“L’Italia è la mia seconda casa“. L’amore di Goran Pandev nei confronti del nostro paese è forte e palpabile. Con radici più lontane rispetto a quel 22 maggio 2010 che ha consegnato un posto nella storia all’Inter di Josè Mourinho (qui la prima parte della nostra intervista). Prova lampante al riguardo? La passione smisurata di Pandev nei confronti del movimento calcistico italiano: “Prima c’erano tante squadre che lottavano per vincere ed i campioni erano più distribuiti – spiega – ma la Serie A è ancora una competizione molto forte ed interessante, l’approdo di tre club nelle finali europee lo dimostra”.
526 presenze, 106 gol, 64 assist. I numeri di Pandev nei campionati professionistici italiani non mentono. Il mito dello straniero più longevo del nostro calcio nasce nel 2004, quando iniziano le cinque stagioni altisonanti con la Lazio. Momenti straordinari, due trofei vinti, ma anche una finale da separato in casa. “Ho un bel ricordo dell’esperienza in biancoceleste” ricorda Pandev per un’esperienza impreziosita dall’amicizia speciale con Simone Inzaghi: “Devo molto a lui – ammette – Si trovava nel club da tanto tempo e mi ha dato una grossa mano appena arrivato a Roma. Era un malato di calcio già allora: sempre presente, in partita parlava con tutti spiegando i movimenti perché voleva solo vincere”.
Importante anche la parentesi nel 2011 con il Napoli, segnata da due Coppe Italia vinte e un ruolo importante nei meccanismi sia con Mazzari che con Benitez. Una realtà, quella azzurra, capace di realizzare il sogno tricolore 33 anni dopo l’ultima volta: “Hanno vinto lo scudetto giocando il miglior calcio – spiega Pandev – Spalletti ha costruito un gruppo incredibile”.
Tra i tanti artefici dell’impresa c’è anche Osimhen che Pandev paragona a un suo ex compagno: “Mi ricorda Cavani perché in profondità va a mille e in questa stagione ha fatto cose pazzesche. Edi si allenava più di tutti, quando finivamo lo vedevi provare e riprovare i tiri in porta. Se non segnava si arrabbiava da morire, viveva per il gol”.

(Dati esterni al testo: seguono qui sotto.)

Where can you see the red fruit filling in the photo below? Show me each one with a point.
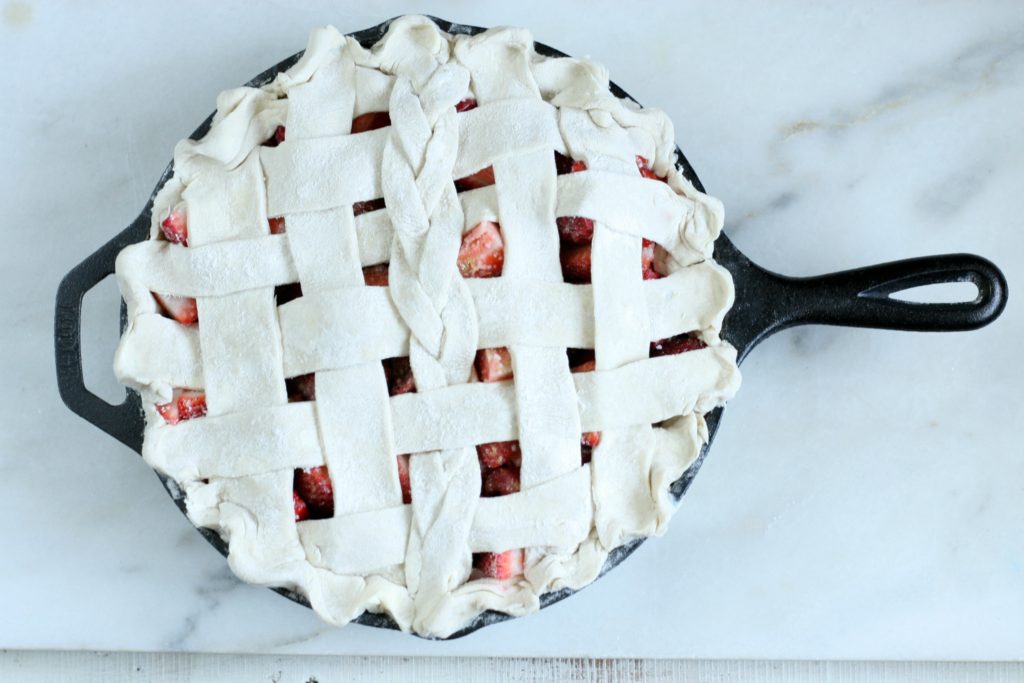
(313, 486)
(181, 309)
(371, 121)
(301, 509)
(503, 565)
(482, 252)
(286, 293)
(276, 224)
(481, 178)
(677, 344)
(184, 404)
(375, 275)
(366, 207)
(175, 227)
(501, 481)
(589, 440)
(407, 487)
(398, 374)
(276, 138)
(576, 229)
(301, 387)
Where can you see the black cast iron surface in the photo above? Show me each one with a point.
(766, 302)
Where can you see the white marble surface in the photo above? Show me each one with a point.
(865, 496)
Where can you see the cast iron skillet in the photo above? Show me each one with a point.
(766, 302)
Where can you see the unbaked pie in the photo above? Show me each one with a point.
(427, 329)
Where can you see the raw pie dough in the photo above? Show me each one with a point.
(236, 464)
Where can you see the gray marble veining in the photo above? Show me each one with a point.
(865, 496)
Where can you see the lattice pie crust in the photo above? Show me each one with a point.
(376, 553)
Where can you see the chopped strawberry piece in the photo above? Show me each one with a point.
(647, 261)
(494, 365)
(498, 454)
(407, 487)
(482, 252)
(579, 356)
(313, 484)
(646, 171)
(366, 207)
(501, 565)
(585, 367)
(371, 121)
(576, 263)
(184, 404)
(276, 138)
(565, 164)
(276, 224)
(375, 275)
(398, 374)
(481, 178)
(501, 481)
(181, 309)
(576, 229)
(674, 345)
(286, 293)
(301, 509)
(175, 226)
(301, 387)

Tra le esperienze che hanno segnato la carriera di Pandev c’è anche quella con il Genoa, tra il 2015 e il 2022. Una città che sa di seconda casa. “Vedere che la gente vuole bene alla mia famiglia mi rende orgoglioso” spiega il macedone. Pensieri e ricordi si intrecciano, assumendo volti pieni di significato. “Thiago Motta? Era già un compagno straordinario, l’anno del Triplete gli dicevo che sarebbe diventato un top in panchina. Ce l’ha nel destino. PSG? Glielo auguro. Criscito? Felice per il suo finale, ha il rossoblu nel cuore”.
Dopo aver portato la Macedonia agli Europei, Pandev ha appeso gli scarpini al chiodo, ma pensa già al futuro: “Sono andato in pensione tranquillamente perché ho realizzato tutto questo. In futuro mi vedo ancora in questo mondo ma adesso voglio godermi la famiglia: sono un papà che accompagna i bimbi a scuola e a fare sport. Ho perso tanti anni con loro, spero di renderli felici”. Franchezza, emozione, umiltà: la favola Pandev sta tutta qui.